Segundo: esse jogo é na verdade a versão de um filme que já era remake do primeiro jogo

Parece confuso, mas na linha do tempo faz sentido:

  • o jogo original foi lançado em 2002, para Playstation 2
  • fizeram um filme em CGI da história do primeiro jogo, em 2016
  • lançaram o remake do jogo original, que é uma “continuação do filme”, em 2016 também.

Essa história acontece até porque este jogo é contado do ponto de vista do Quark, que está preso. E o seu ouvinte, outro criminoso, conhece a história pelo filme. Mas para entender isso direito, vamos ao enredo do jogo.

A história do jogo

Ratchet & Clank é contado pela perspectiva do Capitão Quark, que segue a mesma estrutura de presença na rrativa pelo jogo assim como no filme, mas mais elaborado. O que é legal é que é a história original lá do primeiro jogo (lançamdo em 2002), mas existem várias referências e elementos que apareceram na série, dando vários easter eggs para quem é fã da série. Eu, infelizmente, não peguei nenhum por não ter jogado antes, mas se pesquisar um pouco nos fóruns as pessoas surtam com as lembranças.

A história é super simples e divertida de entender: a galáxia é dominada pela Drek Industries, uma corporação que cria robôs de guerra sob a responsabilidade de um cientista chamado Dr. Nefarious e vai invadindo planetas. E cabe ao Ratchet e também ao Clank salvar a galáxia deste maluco.

O vilão é bem vilão mesmo. Achei a caracterização muito bem feita.

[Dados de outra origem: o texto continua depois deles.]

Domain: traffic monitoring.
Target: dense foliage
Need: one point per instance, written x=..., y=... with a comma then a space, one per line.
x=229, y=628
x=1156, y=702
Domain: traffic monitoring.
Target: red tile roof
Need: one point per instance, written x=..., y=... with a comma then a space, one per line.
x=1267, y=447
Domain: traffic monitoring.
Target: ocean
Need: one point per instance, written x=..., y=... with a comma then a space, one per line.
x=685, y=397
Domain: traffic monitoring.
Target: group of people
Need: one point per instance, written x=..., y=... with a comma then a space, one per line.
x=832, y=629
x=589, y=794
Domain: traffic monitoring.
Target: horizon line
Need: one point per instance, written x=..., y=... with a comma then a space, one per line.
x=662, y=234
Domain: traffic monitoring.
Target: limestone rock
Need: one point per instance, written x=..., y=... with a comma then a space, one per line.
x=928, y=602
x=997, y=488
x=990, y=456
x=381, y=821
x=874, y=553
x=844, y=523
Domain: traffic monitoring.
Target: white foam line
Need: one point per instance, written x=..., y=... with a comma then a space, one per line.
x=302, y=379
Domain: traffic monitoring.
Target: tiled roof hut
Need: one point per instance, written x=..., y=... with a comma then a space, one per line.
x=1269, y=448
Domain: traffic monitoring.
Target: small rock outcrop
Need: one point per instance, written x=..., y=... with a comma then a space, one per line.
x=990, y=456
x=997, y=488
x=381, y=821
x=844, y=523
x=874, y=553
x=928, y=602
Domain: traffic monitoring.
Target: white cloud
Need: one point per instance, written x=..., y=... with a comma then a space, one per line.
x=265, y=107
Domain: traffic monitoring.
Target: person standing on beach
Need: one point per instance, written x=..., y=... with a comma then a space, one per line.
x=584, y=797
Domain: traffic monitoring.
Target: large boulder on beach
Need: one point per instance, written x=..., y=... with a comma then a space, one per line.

Os planetas que visitamos são absurdamente lindos e incríveis

Se tem uma coisa que me deixou estupefado neste jogo é com os planetas que visitamos. Sério, toda vez que eu entra em um planeta novo eu ficava maravilhado com tudo que via. Todos os novos inimigos, as novas missões, as explorações, os cenários, os planos de fundo, os mapas, tudo.

Planeta Veldin

Veldin é onde você inicia o jogo. Este mundo é bem pequeno, mas para quem começa o jogo, já o acha grande. E como ele tem uma história prolongada, tem uma dinâmica de dia/noite para mostrar a passagem do tempo.

Planeta Novalis

Novalis é o primeiro planeta que a gente visita, e ele está tendo uma invasão de inimigos. Neste planeta a gente já consegue perceber a grandiosidade dos mapas e a quantidade de inimigos no mapa ao mesmo tempo. Mas ele também é pequeno.

Planeta Aridia

Aridia é hilário, principalmente por ter um Youtuber/Tiktoker jovem precisando de ajuda e empresar o skate flutuante dele para corridas. E este mundo já tem ramificação de mapas e caminhos, além de ser mais complexo e desenvolvido. É bem escuro, mas como isso contribui para o clima industrial, não me incomodou tanto.

Planeta Kerwan

Foi em Kerwan que eu fiquei apaixonado pelos cenários do jogo. Em vários momentos eu deixei o controle do videogame no colo e fiquei admirando o planeta e tudo que acontecia ao mesmo tempo. Os cenários onde eu interagia era lindo; os carros voando em um trânsito aéreo me deixava de boca aberta, as luzes e tudo que podia destruir tornava tudo vivo demais.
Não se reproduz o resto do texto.